Los análisis de ADN en otros lugares, como West Helsterton en Yorkshire, muestran que los hombres enterrados cerca compartían línea paterna, y muchos de ellos tenían armas colocadas junto al cuerpo.
Varios esqueletos adultos aparecieron con la espada apoyada en el hombro y el brazo rodeando el arma. Esa posición coincide con descripciones del poema Beowulf, donde se habla de espadas antiguas y heredadas. También se repite en otros cementerios como Dover Buckland o West Garth Gardens. En este caso, cuatro enterramientos con esa postura aparecieron muy cerca entre sí, algo poco habitual.
El equipo excavó unas 40 tumbas en un cementerio medieval temprano junto a Andrew Richardson. Varias de esas tumbas con armas se situaban alrededor de una fosa más profunda rodeada por un foso circular. Encima de esa fosa se levantaba un pequeño montículo de tierra que señalaba su posición.
Esa tumba principal contenía a un hombre sin objetos metálicos ni armas. Su enterramiento parece anterior al momento en que se extendió la costumbre de colocar armas junto a los muertos, una práctica más frecuente en torno a mediados del siglo VI. En los años anteriores, las armas podían reservarse para quienes seguían vivos y necesitaban defenderse.
Los objetos acompañaban la identidad más allá del combate
Las espadas no se trataban como objetos que se usaban y se desechaban.
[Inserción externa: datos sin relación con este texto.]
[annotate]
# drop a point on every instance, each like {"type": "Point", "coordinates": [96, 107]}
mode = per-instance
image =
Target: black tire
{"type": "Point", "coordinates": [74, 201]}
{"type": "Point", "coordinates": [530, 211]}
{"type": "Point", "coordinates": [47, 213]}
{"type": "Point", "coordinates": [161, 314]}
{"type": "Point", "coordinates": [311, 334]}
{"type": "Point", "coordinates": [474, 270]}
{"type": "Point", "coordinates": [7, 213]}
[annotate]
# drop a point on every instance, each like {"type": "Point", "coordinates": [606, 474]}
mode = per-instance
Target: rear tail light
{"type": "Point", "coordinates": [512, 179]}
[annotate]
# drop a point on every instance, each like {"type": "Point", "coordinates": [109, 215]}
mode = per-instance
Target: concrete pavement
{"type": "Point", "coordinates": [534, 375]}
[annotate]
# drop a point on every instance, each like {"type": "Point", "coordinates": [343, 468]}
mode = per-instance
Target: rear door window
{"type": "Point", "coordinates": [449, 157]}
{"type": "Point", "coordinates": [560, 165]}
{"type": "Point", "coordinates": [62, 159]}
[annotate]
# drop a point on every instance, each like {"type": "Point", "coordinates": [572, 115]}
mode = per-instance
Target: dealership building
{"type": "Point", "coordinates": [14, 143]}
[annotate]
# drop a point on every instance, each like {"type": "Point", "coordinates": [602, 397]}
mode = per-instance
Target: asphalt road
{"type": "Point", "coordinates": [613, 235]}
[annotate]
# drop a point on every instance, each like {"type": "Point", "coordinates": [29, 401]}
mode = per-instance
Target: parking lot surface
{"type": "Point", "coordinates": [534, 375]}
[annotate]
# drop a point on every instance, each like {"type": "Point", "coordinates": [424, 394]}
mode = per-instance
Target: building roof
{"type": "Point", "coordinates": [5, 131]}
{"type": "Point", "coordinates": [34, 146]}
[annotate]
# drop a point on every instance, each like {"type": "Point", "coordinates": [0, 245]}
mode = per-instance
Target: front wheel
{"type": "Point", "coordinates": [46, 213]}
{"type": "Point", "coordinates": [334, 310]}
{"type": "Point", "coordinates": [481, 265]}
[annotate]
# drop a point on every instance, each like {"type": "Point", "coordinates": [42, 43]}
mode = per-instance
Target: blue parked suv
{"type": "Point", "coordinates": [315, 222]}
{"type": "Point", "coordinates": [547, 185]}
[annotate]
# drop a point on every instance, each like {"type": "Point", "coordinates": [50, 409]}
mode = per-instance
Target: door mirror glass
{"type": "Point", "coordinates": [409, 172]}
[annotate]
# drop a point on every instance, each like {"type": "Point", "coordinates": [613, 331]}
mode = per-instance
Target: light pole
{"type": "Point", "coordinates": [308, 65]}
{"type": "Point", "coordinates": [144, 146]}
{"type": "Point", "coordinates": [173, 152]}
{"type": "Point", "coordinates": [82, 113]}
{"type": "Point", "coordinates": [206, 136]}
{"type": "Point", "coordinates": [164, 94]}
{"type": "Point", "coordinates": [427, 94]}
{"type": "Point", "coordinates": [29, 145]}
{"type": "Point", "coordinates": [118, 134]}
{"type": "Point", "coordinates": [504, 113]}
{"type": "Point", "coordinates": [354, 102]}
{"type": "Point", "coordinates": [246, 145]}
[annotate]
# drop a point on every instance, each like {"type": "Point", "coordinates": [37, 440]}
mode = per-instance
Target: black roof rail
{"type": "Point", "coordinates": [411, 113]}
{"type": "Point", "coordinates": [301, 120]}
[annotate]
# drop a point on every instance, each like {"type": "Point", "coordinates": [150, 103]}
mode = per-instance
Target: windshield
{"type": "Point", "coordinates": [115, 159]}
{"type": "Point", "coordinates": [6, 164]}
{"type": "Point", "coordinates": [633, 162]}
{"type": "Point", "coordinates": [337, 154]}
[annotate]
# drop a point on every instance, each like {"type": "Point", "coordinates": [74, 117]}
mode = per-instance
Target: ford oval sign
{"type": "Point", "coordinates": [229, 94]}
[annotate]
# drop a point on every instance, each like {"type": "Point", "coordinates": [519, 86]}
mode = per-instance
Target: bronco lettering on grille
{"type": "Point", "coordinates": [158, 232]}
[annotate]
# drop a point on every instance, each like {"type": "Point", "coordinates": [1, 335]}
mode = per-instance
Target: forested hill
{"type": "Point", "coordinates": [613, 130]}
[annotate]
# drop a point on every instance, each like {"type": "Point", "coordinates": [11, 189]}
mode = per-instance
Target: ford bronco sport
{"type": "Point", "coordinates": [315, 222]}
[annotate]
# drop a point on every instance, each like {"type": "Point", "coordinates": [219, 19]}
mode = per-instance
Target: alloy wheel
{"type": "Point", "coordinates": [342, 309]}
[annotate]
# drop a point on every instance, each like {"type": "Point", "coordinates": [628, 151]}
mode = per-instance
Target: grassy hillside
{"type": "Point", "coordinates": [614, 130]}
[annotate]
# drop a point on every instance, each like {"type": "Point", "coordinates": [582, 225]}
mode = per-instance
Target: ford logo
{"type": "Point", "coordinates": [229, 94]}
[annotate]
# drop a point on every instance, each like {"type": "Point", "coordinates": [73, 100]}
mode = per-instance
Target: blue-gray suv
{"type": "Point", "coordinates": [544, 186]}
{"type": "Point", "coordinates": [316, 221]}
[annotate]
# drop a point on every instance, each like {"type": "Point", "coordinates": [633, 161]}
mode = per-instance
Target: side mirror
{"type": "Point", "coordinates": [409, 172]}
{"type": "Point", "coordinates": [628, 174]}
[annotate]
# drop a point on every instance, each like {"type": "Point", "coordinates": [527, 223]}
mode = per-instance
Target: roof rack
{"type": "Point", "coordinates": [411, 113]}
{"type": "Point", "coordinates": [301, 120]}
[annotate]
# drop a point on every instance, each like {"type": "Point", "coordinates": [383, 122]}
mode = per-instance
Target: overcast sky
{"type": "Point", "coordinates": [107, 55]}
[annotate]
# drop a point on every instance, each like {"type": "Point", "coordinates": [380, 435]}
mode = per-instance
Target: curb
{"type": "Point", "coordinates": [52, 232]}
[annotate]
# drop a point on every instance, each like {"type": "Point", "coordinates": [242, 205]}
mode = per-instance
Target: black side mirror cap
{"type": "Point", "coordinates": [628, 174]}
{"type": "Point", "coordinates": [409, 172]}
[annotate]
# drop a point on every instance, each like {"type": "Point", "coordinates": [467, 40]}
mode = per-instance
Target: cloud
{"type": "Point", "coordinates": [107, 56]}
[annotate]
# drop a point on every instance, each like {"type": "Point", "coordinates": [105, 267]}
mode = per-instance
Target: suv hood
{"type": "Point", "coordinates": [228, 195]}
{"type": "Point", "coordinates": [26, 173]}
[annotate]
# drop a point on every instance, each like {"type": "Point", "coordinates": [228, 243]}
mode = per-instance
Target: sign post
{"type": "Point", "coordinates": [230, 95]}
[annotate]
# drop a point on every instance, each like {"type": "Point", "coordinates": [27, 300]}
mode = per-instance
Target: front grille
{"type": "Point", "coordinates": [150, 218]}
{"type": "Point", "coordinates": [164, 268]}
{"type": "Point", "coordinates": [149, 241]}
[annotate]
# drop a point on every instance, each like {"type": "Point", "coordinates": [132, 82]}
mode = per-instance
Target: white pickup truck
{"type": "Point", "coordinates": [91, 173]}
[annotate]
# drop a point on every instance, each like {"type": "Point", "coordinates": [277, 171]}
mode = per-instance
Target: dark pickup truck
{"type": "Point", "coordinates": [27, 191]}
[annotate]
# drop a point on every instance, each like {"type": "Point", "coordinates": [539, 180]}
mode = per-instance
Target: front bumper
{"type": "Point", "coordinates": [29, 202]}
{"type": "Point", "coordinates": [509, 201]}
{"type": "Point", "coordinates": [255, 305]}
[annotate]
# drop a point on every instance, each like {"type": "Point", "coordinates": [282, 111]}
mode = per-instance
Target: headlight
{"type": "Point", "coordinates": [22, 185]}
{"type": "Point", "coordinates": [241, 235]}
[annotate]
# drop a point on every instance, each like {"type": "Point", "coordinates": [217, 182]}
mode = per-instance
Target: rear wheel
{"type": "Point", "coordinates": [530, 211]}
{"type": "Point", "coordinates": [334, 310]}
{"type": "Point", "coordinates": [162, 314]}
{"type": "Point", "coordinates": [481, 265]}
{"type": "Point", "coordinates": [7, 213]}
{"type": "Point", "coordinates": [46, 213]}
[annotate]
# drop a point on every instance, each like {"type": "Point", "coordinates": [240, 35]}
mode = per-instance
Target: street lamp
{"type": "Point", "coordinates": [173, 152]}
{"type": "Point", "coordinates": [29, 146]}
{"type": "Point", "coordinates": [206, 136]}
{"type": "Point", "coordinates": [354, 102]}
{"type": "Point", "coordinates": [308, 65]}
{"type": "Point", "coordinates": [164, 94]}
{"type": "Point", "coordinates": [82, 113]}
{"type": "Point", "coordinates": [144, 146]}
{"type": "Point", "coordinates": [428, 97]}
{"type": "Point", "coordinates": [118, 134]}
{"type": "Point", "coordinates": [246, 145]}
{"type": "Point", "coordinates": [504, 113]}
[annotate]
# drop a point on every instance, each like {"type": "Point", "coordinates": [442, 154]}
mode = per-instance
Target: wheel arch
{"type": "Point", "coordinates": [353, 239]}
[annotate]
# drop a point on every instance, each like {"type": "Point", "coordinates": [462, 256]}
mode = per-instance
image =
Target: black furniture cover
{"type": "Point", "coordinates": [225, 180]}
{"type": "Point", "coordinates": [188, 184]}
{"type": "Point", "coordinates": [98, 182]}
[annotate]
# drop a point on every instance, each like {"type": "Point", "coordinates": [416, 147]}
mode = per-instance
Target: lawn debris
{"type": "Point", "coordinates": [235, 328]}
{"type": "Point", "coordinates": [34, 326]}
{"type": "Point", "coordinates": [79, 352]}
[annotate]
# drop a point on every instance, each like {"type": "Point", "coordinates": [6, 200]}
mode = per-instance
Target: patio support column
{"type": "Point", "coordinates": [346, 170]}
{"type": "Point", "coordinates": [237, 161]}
Se conservaban, se modificaban y se transmitían, y las piezas antiguas tenían más valor que las nuevas. Ese cuidado explica por qué se unían partes de distintas épocas en una misma arma y por qué se mantenían durante generaciones.
Las marcas en escudos y filos, junto a las lesiones visibles en los esqueletos, muestran que esas armas se usaban en enfrentamientos reales. Aun así, cuando se colocaban en las tumbas, también señalaban otra cosa.
En el poema Beowulf se describe cómo se levantó una pira con cascos, escudos y armaduras alrededor del cuerpo del líder, y los guerreros colocaron esos objetos mientras lloraban a su señor.
En las tumbas excavadas, las armas junto a los cuerpos de adultos y niños apuntan en la misma dirección, de modo que muestran el lugar que ocupaban dentro de su grupo y lo que se esperaba que fueran en la edad adulta.